The crystal structure of a membrane transporter protein sheds light on the molecular mechanism by which glucose is absorbed by the intestine and the kidneys.

ATP binding drives substrate capture in an ECF transporter by a release-and-catch mechanism

ECF transporters are a family of active transporters for vitamins. They are composed of four subunits: a membrane-embedded substrate-binding subunit (EcfS), a transmembrane coupling subunit (EcfT) and two ATP-binding-cassette ATPases (EcfA and EcfA′). We have investigated the mechanism of the ECF transporter for riboflavin from the pathogen Listeria monocytogenes, LmECF–RibU. Using structural and biochemical approaches, we found that ATP binding to the EcfAA′ ATPases drives a conformational change that dissociates the S subunit from the EcfAA′T ECF module. Upon release from the ECF module, the RibU S subunit then binds the riboflavin transport substrate. We also find that S subunits for distinct substrates compete for the ATP-bound state of the ECF module.
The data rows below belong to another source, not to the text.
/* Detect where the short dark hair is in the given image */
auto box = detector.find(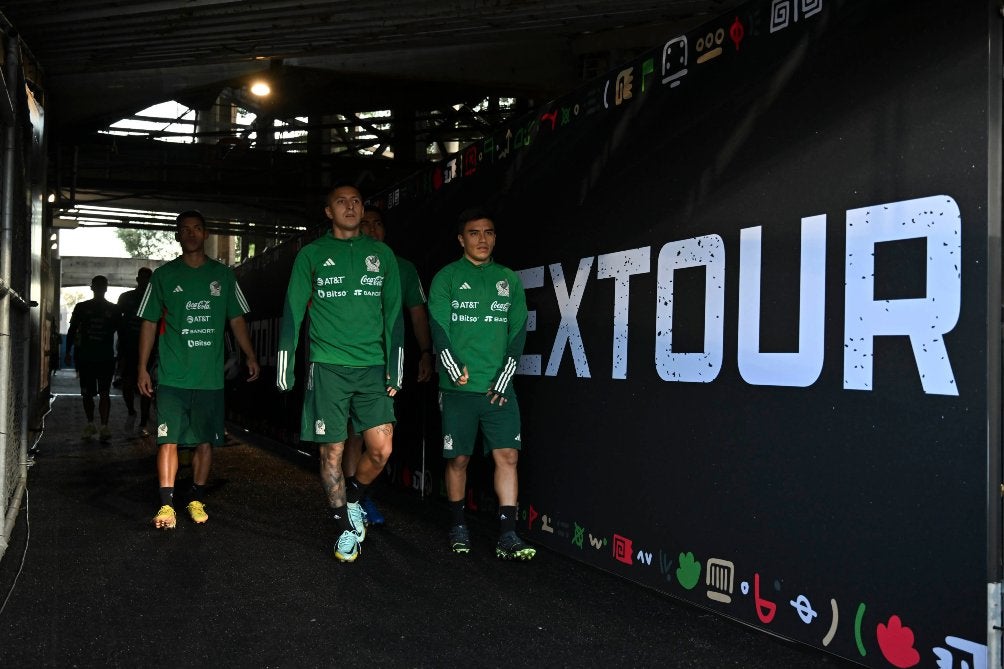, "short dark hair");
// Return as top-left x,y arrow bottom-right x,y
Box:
175,209 -> 206,228
457,207 -> 495,235
324,179 -> 362,206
Our results explain how ECF transporters capture the transport substrate and reproduce the in vivo observations on S-subunit competition for which the family was named.

Rapid Bioinformatic Identification of Thermostabilizing Mutations

Ex vivo stability is a valuable protein characteristic but is laborious to improve experimentally. In addition to biopharmaceutical and industrial applications, stable protein is important for biochemical and structural studies. Taking advantage of the large number of available genomic sequences and growth temperature data, we present two bioinformatic methods to identify a limited set of amino acids or positions that likely underlie thermostability. Because these methods allow thousands of homologs to be examined in silico, they have the advantage of providing both speed and statistical power. Using these methods, we introduced, via mutation, amino acids from thermoadapted homologs into an exemplar mesophilic membrane protein, and demonstrated significantly increased thermostability while preserving protein activity.

Biophysics: Transporter in the spotlight

Membrane transporter proteins switch between conformational states to move substrates across membranes. The transition between these states can now be studied using single-molecule experiments.